AG Ludwigshafen, Beschl. v. 31.8.2016 – 5d F 19/15
1 Sachverhalt
Die Antragstellerin hatte am 9.4.2014 beim FamG die Scheidung eingereicht und vorgetragen, die Ehegatten würden seit Dezember 2012 getrennt leben. Der Antragstellerin war Verfahrenskostenhilfe unter Beiordnung ihrer Verfahrensbevollmächtigten bewilligt worden. Der Antragsgegner hatte der Scheidung widersprochen und vorgetragen, dass die Eheleute noch bis zum 13.2.2014 zusammengelebt hätten. Daraufhin nahm die Antragstellerin ihren Scheidungsantrag zurück. Auf Antrag zahlte die Landeskasse der Verfahrensbevollmächtigten der Antragstellerin die ihr für das Verfahren zustehende Vergütung aus. Am 21.1.2015 beantragte die Antragstellerin erneut die Scheidung und begründete ihren Antrag nunmehr entsprechend dem Vortrag ihres Ehemannes damit, dass die Eheleute seit dem 13.2.2014 getrennt leben würden. Der Antragstellerin wurde wiederum Verfahrenskostenhilfe unter Beiordnung ihrer vormals bereits beigeordneten Verfahrensbevollmächtigten bewilligt. Aufgrund eines Versöhnungsversuchs wurde das Verfahren nicht mehr weiter betrieben. Die Akte wurde im Januar 2016 gem. § 7 Abs. 3 AktO als erledigt weggelegt. Für dieses Verfahren beantragte die Verfahrensbevollmächtigte der Antragstellerin daraufhin ebenfalls die Festsetzung ihrer Vergütung. Die Urkundsbeamtin hat antragsgemäß festgesetzt. Hiergegen richtet sich die Erinnerung der Bezirksrevisorin, die der Auffassung ist, beide Scheidungsverfahren seien eine Angelegenheit i.S.d. § 15 RVG, so dass die Vergütung nur einmal entstanden sei. Da die Vergütung bereits im ersten Verfahren ausgezahlt worden sei, komme eine weitere Vergütung und deren Festsetzung hier nicht in Betracht. Eine Ausnahme gelte nur nach § 15 Abs. 5 S. 2 RVG, wenn zwischen der Erledigung des ersten Scheidungsverfahrens und Einleitung des erneuten Scheidungsverfahrens mehr als zwei Kalenderjahre vergangen wären, was hier aber nicht der Fall gewesen sei.
2 Aus den Gründen
Die Berechnung des beantragten Betrages ist gebührenrechtlich nicht zu beanstanden.

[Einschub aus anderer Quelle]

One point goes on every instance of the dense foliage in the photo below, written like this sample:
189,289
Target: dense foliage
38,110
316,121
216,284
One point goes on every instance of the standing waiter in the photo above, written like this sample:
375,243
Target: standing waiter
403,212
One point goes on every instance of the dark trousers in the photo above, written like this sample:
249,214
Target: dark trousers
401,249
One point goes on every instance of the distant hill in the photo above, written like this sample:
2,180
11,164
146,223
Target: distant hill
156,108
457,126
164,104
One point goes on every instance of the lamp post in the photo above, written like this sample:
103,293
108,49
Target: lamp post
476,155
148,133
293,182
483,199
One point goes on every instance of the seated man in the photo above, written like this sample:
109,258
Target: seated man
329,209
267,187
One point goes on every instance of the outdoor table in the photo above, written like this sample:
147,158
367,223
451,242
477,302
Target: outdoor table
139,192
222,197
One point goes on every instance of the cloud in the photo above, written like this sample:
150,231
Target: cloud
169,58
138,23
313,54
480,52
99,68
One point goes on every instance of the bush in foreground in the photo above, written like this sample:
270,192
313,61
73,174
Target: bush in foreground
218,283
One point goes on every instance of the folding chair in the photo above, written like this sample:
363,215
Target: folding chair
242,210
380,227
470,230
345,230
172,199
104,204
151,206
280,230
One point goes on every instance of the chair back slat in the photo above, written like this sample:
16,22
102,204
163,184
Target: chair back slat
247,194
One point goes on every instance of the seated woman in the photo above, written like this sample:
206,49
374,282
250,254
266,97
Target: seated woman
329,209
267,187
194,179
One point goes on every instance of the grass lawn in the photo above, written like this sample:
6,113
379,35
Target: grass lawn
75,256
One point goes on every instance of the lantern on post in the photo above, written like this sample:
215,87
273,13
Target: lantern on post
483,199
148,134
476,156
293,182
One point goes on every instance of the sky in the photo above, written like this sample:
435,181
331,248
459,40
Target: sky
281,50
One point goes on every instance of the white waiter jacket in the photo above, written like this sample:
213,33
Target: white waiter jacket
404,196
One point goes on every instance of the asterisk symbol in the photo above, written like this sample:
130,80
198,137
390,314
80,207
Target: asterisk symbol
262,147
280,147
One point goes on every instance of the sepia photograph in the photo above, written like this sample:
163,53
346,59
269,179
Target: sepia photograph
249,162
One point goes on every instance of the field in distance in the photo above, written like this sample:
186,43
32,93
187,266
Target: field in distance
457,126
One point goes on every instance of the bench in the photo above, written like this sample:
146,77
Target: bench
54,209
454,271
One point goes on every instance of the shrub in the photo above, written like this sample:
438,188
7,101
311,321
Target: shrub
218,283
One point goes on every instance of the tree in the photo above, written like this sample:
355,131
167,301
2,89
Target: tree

Entgegen dem Vorbringen der Bezirksrevisorin steht der Festsetzung nicht § 15 Abs. 5 RVG entgegen.
Zuzustimmen ist der Bezirksrevisorin darin, dass § 15 Abs. 5 RVG die Intention des Gesetzgebers zugrunde liegt, dass in derselben Angelegenheit Gebühren für dieselben Tätigkeiten nur einfach entstehen können und nur ausnahmsweise bei einer mehr als zwei Jahre unterbrochenen Tätigkeit ein weiterer Gebührenanspruch entstehen soll, weil nach so langer Zeit davon ausgegangen werden kann, dass eine völlige Wiedereinarbeitung erforderlich ist.
Die Anwendung von § 15 Abs. 5 RVG setzt jedoch voraus, dass es sich bei der wieder aufgenommenen bzw. weiter betriebenen Tätigkeit um dieselbe Tätigkeit handelt. Dies ist bei den beiden nacheinander anhängig gemachten Scheidungsanträgen schon deshalb nicht der Fall, weil mit der Rücknahme des ersten Scheidungsantrags das gerichtliche Verfahren vollständig erledigt war und damit auch der ursprüngliche Auftrag. Dem anschließend anhängig gemachten Scheidungsverfahren lag somit ein neuer Auftrag zugrunde, weshalb nicht von einem einheitlichen Auftrag für beide Scheidungsverfahren ausgegangen werden kann. Darüber hinaus lag beiden Anträgen hinsichtlich des Trennungszeitpunkts unterschiedlicher, sich widersprechender Sachvortrag zugrunde, weshalb von unterschiedlichen Lebenssachverhalten auszugehen ist, die nicht als dieselbe Angelegenheit bezeichnet werden können.